23

「あの、さ」


 その日の夜。林の中に、ちょうど野営出来そうなスペースを見つけた一行は、そこで夜を明かすことにした。聖者らの件を確かめる為、聖者の小屋を交代で一晩、見張ることに決めたのだ。

 現在の見張りはルウクとリヒト。しばらくは焚き火を囲みつつ無言であったが、薪のパキッ、という音が耳に響いた時。意を決したように、リヒトが声を上げた。


「その……えっと」

「……」

「覚えてるか、知らないけど……あの時は、その。……ありがとう」

「……あの時? ……ああ」


 彼にお礼を言われるようなことをしたかと考えて、すぐに察した。子供たちに責められていた、あの時のことだろう。


「……別に、お前の為じゃない」


 昔のことを思い出して、無意識に言ってしまっただけだ。それがたまたま、彼を庇う形になっただけのこと。

 冷たい言い方だ。ムッとするだろうと思い、その時ルウクは初めてリヒトの顔を見る。すると、意外にも彼は怒っていなかった。それどころか、微笑んですらいて。ルウクは僅かに目を見張る。


「わかってるよ。エリシアさんの為でしょ?」

「……?」

「あの村の宿屋で僕らが喧嘩して、君が宿屋から出て行った時があったでしょう? その時、エリシアさんが言ってたんだ。

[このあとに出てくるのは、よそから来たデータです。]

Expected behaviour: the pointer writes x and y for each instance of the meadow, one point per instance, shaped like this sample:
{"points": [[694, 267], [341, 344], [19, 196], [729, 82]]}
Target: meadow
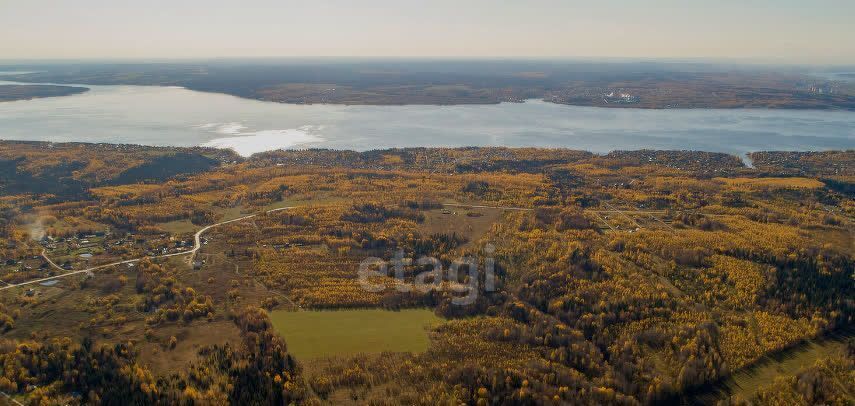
{"points": [[315, 334]]}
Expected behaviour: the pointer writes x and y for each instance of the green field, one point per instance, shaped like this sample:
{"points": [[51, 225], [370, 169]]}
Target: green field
{"points": [[315, 334]]}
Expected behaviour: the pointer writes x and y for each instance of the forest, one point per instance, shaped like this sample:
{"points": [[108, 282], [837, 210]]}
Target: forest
{"points": [[147, 275]]}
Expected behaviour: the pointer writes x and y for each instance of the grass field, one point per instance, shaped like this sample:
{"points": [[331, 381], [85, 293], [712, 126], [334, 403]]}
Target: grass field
{"points": [[748, 381], [316, 334]]}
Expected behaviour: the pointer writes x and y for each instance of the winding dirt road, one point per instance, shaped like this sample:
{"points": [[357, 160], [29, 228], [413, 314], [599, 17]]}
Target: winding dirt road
{"points": [[197, 244]]}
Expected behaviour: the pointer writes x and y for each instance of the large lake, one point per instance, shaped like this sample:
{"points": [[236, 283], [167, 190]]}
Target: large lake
{"points": [[179, 117]]}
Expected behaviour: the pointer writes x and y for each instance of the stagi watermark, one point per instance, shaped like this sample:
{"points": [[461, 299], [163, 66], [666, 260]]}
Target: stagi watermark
{"points": [[373, 269]]}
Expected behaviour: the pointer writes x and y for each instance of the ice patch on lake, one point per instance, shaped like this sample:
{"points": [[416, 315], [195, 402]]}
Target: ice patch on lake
{"points": [[247, 143]]}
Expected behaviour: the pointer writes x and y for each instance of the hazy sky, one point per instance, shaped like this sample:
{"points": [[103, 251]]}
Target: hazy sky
{"points": [[802, 31]]}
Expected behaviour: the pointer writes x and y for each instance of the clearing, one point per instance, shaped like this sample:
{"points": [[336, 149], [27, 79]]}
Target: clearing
{"points": [[317, 334]]}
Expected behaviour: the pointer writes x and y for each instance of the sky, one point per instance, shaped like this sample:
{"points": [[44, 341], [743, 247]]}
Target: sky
{"points": [[785, 31]]}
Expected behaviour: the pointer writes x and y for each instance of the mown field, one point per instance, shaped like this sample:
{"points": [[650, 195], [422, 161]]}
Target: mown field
{"points": [[315, 334]]}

『ルウクにも、優しいところがあるんだ』って。『私がイジメられてた時に、助けてくれた』って」

「!」


 そう。思い出したのは、エリシアが虐められていたときのことだった。何人もに寄ってたかって、囲まれて、酷いことを言われて。そうして何も言い返せずに泣いていた、彼女のことを。

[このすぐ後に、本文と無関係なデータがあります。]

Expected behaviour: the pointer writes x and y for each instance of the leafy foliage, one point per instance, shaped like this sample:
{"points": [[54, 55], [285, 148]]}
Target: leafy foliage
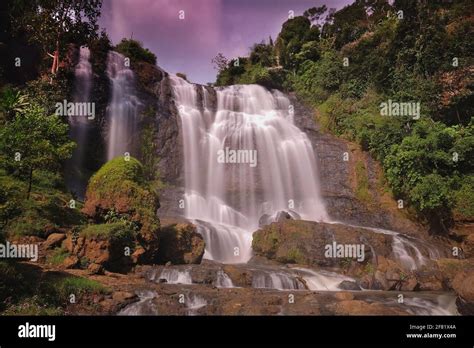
{"points": [[134, 50]]}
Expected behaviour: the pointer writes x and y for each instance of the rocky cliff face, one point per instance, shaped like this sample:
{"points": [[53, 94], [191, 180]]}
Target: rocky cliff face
{"points": [[340, 180]]}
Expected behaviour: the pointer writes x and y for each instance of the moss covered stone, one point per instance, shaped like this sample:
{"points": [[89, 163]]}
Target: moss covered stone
{"points": [[120, 187]]}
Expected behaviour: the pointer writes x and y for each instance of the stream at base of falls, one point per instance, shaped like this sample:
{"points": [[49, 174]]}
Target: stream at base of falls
{"points": [[272, 170]]}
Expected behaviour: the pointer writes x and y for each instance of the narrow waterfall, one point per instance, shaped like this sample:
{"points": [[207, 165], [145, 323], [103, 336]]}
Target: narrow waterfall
{"points": [[227, 198], [122, 110], [76, 179]]}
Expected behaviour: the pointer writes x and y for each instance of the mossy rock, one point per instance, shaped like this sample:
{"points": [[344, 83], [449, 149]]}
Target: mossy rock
{"points": [[180, 243], [46, 211], [120, 186]]}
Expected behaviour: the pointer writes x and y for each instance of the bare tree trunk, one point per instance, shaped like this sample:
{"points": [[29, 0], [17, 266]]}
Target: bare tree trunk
{"points": [[30, 180]]}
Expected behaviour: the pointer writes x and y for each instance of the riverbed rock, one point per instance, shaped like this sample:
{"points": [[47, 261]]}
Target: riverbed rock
{"points": [[71, 261], [180, 243], [463, 284]]}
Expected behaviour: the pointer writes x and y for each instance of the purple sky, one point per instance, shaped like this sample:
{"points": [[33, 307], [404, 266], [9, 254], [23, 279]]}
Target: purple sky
{"points": [[209, 27]]}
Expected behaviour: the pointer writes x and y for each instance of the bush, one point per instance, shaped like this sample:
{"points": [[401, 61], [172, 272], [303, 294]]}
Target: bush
{"points": [[135, 51], [120, 186]]}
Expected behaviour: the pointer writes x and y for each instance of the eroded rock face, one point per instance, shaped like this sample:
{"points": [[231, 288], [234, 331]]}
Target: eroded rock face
{"points": [[180, 243], [305, 242], [105, 253], [463, 284]]}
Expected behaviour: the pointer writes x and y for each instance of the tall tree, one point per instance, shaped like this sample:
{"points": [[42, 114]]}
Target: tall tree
{"points": [[54, 23], [33, 141]]}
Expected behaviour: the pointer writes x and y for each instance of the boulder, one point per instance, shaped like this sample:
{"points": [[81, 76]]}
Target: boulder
{"points": [[71, 261], [348, 285], [463, 284], [468, 246], [54, 240], [357, 307], [344, 296], [95, 268], [180, 244]]}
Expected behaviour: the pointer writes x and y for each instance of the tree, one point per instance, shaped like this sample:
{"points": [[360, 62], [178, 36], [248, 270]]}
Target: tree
{"points": [[220, 62], [33, 141], [262, 53], [315, 14], [54, 23]]}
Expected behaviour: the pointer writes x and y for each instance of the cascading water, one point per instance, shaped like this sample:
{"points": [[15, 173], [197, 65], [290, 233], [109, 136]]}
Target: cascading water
{"points": [[227, 198], [122, 110], [75, 177]]}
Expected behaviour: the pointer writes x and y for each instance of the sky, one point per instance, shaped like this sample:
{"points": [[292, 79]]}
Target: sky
{"points": [[188, 45]]}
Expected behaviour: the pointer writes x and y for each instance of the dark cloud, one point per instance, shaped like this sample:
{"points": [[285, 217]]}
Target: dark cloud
{"points": [[209, 27]]}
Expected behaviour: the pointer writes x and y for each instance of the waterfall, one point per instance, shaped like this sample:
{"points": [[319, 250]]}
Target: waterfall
{"points": [[226, 200], [76, 179], [122, 110], [172, 276]]}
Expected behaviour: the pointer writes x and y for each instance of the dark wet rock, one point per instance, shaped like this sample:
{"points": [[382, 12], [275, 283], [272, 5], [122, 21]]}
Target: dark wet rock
{"points": [[180, 243], [71, 261], [280, 216], [463, 284], [54, 240], [95, 268], [348, 285], [305, 242]]}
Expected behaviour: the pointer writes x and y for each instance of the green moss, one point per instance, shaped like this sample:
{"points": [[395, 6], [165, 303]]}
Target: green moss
{"points": [[120, 186], [464, 202], [48, 207], [115, 171], [362, 182], [33, 306]]}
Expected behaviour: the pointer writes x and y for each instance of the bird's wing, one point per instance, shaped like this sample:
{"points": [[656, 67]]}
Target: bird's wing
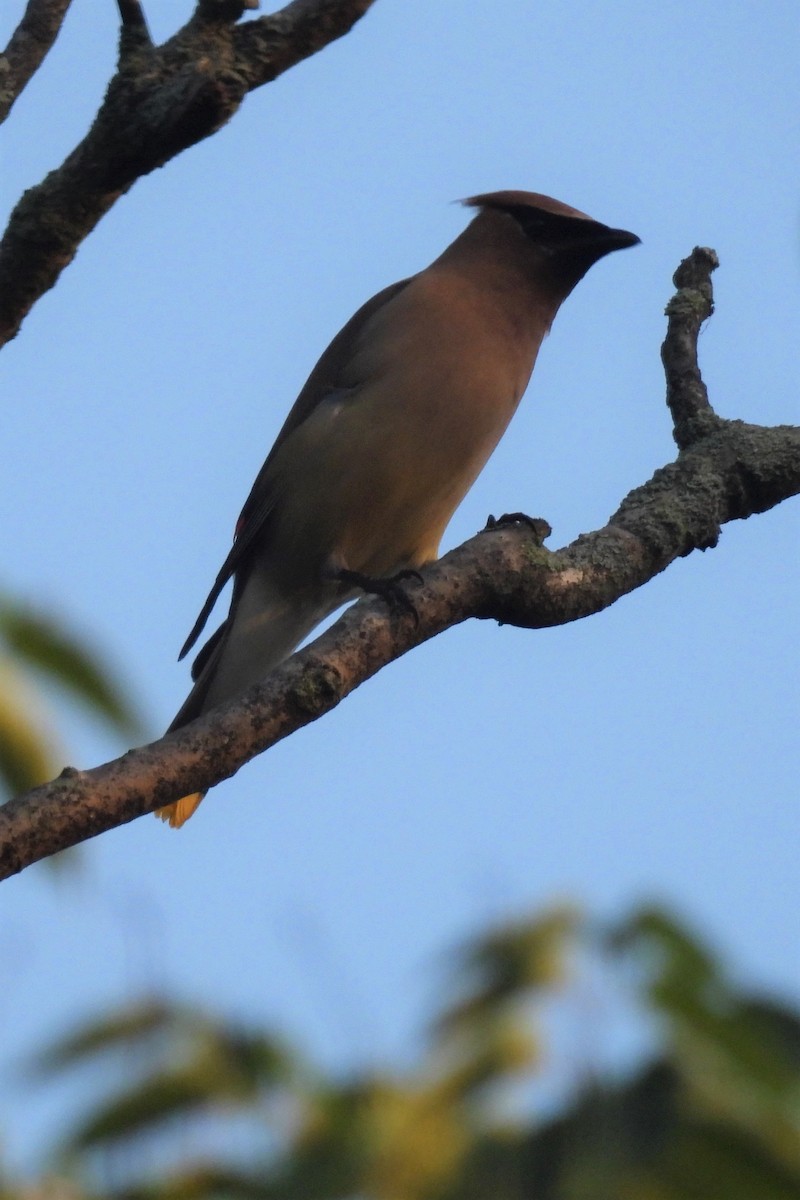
{"points": [[324, 379]]}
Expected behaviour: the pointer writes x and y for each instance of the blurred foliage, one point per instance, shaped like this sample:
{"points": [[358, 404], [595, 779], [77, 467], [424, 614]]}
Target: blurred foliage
{"points": [[197, 1108], [37, 652]]}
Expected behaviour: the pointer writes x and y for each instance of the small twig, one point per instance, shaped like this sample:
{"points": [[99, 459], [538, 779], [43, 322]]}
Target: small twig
{"points": [[692, 304], [29, 43], [161, 101], [134, 35]]}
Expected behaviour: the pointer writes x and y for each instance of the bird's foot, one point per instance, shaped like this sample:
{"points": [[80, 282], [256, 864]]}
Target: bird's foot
{"points": [[389, 589], [540, 528]]}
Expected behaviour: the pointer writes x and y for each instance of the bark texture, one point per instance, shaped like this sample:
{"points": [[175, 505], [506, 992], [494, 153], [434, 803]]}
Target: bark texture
{"points": [[725, 471], [162, 100]]}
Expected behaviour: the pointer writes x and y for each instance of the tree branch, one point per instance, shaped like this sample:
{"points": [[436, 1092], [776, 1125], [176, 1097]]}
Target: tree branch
{"points": [[161, 101], [728, 473], [25, 52]]}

 あの村での一件。一人を集団でなじる、その様に。ーーエリシアの件が、重なったのだ。だから、我慢できなかった。つい、ふざけるなと叫んでしまったのだ。……エリシアを守るため、やめろと割って入った時のように。


「だからさ。君に庇われた時、その話を思い出したんだ。最初エリシアさんから聞いただけの時は、正直あまり信じられなかった。もちろん、エリシアさんが嘘を吐く人じゃないのは分かってるけど。……でも、ほら。心情としては、ね」

「……」

「助けて貰っておいて、何も言わないのは駄目だと思うから。だから、ありがとう。それと……」


 ルウクは、焚き火越しにリヒトを見つめる。炎から透かした彼の姿は揺らめいて、何だか落ち着きがないように見えた。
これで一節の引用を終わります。